Seulement, s’il a lancé l’ambitieux programme « Dreadnought » pour remplacer les quatre SNLE de type Vanguard de la Royal Navy, le Royaume-Uni s’apprête, a priori, à revenir sur la décision qu’il avait prise il y a près de trente ans.
En effet, la nouvelle revue stratégique britannique, qui sera dévoilée le 2 juin, prévoit, selon l’édition dominicale du quotidien The Times, l’acquisition de F-35A, c’est-à-dire la version « classique » du chasseur-bombardier de Lockheed Martin, en vue de recréer une composante nucléaire aéroportée au sein de la RAF. Pour cela, Londres envisagerait d’acquérir des armes nucléaires tactiques B-61 auprès des États-Unis.
« Le Royaume-Uni cherche à acheter un avion de combat capable de lancer des armes nucléaires tactiques, dans le cadre d’une expansion significative de ses capacités de dissuasion, le tout dans le but de faire face à la menace croissante de la Russie », avance le journal. « Le secrétaire à la Défense, John Healey, et l’amiral Sir Tony Radakin, le chef des forces armées [britanniques], ont des discussions sur ce sujet avec le Pentagone », poursuit-il.
L’hypothèse d’un achat de F-35A par le Royaume-Uni a déjà été évoquée en mars dernier. Et cela alors que, selon les plans initiaux, le ministère britannique de la Défense [MoD] prévoyait d’acquérir un total de 138 F-35B, c’est-à-dire la version STOVL [short take off / vertical landing] de cet appareil. D’ici la fin de cette année, il devrait en compter quarante-neuf exemplaires.

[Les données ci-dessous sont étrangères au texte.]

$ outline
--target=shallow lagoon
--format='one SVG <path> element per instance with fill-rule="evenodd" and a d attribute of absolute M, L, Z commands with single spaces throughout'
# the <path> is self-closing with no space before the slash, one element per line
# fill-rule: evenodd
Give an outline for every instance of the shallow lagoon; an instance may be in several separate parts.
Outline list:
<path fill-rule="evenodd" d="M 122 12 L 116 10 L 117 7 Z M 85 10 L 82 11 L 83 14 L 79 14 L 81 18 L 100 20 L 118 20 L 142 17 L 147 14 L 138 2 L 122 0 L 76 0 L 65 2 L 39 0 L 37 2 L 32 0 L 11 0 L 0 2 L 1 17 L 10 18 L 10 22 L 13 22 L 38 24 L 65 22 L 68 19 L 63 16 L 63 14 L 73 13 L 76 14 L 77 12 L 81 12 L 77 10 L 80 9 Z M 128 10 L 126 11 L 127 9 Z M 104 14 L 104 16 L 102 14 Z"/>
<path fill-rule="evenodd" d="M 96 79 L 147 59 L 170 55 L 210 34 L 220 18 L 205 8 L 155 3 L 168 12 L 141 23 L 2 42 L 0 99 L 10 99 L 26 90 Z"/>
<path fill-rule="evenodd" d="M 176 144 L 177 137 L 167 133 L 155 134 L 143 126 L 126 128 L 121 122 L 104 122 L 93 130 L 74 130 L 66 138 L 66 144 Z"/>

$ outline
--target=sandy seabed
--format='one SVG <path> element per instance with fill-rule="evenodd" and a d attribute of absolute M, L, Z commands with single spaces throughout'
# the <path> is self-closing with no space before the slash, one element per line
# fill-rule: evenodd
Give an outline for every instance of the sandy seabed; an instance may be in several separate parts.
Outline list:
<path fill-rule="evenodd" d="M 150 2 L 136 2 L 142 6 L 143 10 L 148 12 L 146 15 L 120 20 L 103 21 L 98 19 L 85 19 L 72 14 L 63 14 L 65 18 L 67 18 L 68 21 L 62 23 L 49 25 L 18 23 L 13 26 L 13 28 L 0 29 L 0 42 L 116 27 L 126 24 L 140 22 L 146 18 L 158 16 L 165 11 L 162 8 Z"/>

Jusqu’en 2008, le Royaume-Uni a abrité des bombes B-61 sur son sol, précisément sur la base aérienne de Lakenheath. Mais, à la différence des pays impliqués dans le partage nucléaire de l’Otan, comme la Belgique, les Pays-Bas, l’Allemagne et l’Italie, ces armes étaient destinées à être mises en œuvre, si nécessaire, par des F-15E de la 48e escadre de l’US Air Force.
A priori, ce devrait être à nouveau le cas bientôt dans la mesure où, selon des documents budgétaires du Pentagone, les dépôts ayant autrefois servi à stocker un total de 132 bombes B-61 font l’objet de travaux de rénovation depuis au moins trois ans. Au passage, les F-15E vont quitter Lakenheath, des F-35A devant les remplacer.
Dans un entretien accordé au Sunday Times, M. Healey n’a pas voulu faire de commentaires sur ce sujet. « Le Royaume-Uni doit faire face à une nouvelle ère de menaces. Le monde devient plus dangereux. Le risque nucléaire augmente », a-t-il seulement déclaré.